Imagine a case where we want to store facts about employees in a company. Such facts could include their name, address, date of birth, and salary. A table looks very much like a spreadsheet page with different employees as the rows, and the facts (e.g. their names) as columns. The table must have a name, and this one could be called EMP (short for employee).
Name | Address | Date of Birth | Salary |
---|---|---|---|
Jim Smith | 1 Apple Lane | 1/3/1991 | 11000 |
Jon Greg | 5 Pear St | 7/9/1992 | 13000 |
Bob Roberts | 2 Plum Road | 3/2/1990 | 12000 |
The database contains two types of information:
-
The schema is the structure of data including the names of tables and columns. The schema defines the container in which real data is stored.
-
Data are the "facts" that are stored in the databases tables. The schema defines the rules that the data must obey.

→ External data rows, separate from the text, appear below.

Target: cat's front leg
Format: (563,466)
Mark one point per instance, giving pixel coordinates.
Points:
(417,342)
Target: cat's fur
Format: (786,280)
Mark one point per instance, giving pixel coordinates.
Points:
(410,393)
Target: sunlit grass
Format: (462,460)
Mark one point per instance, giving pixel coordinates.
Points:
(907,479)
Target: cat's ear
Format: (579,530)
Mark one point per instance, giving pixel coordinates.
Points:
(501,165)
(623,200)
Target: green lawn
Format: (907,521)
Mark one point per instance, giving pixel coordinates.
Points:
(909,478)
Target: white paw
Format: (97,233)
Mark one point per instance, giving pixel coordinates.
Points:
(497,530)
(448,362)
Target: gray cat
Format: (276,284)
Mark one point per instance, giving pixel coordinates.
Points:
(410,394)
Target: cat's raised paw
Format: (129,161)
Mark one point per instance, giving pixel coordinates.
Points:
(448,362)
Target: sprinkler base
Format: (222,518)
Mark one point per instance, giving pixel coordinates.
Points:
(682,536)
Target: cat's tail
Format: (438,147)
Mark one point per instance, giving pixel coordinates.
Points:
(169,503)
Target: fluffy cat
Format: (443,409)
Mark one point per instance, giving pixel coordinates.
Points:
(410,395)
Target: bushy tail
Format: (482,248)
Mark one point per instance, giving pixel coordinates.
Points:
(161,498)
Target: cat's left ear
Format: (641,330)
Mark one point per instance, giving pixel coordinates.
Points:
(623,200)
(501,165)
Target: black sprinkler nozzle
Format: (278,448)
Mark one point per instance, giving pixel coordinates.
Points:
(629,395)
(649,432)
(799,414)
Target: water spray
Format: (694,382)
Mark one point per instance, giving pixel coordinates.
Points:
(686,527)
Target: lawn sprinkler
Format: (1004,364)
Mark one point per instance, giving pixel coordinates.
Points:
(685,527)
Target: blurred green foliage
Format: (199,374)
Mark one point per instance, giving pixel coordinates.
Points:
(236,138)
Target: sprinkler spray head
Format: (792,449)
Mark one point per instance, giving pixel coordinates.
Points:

From this information the schema would define that EMP has four components, "NAME", "ADDRESS", "DOB", "SALARY". As designers we can name the columns however we like, but making them meaningful helps. In addition to the name, we want to try and make sure that people don't accidentally store a name in the DOB column, or some other silly error. Protecting the database against bad data is one of the most important database design steps, and is what much of this course is about. From what we know about the facts, we can say things like:
-
NAME is a string, and needs to hold at least 12 characters.
-
ADDRESS is a string, and needs to hold at least 12 characters.
-
DOB is a date... The company forbids people over 100 years old or younger than 18 years old working for them.
-
SALARY is a number. It must be greater than zero. These rules are called constraints and can be enforced by the database management system (DBMS).
Constraints are identified during the design phase of a database schema. The more constraints there are, the harder it is to enter poor quality data.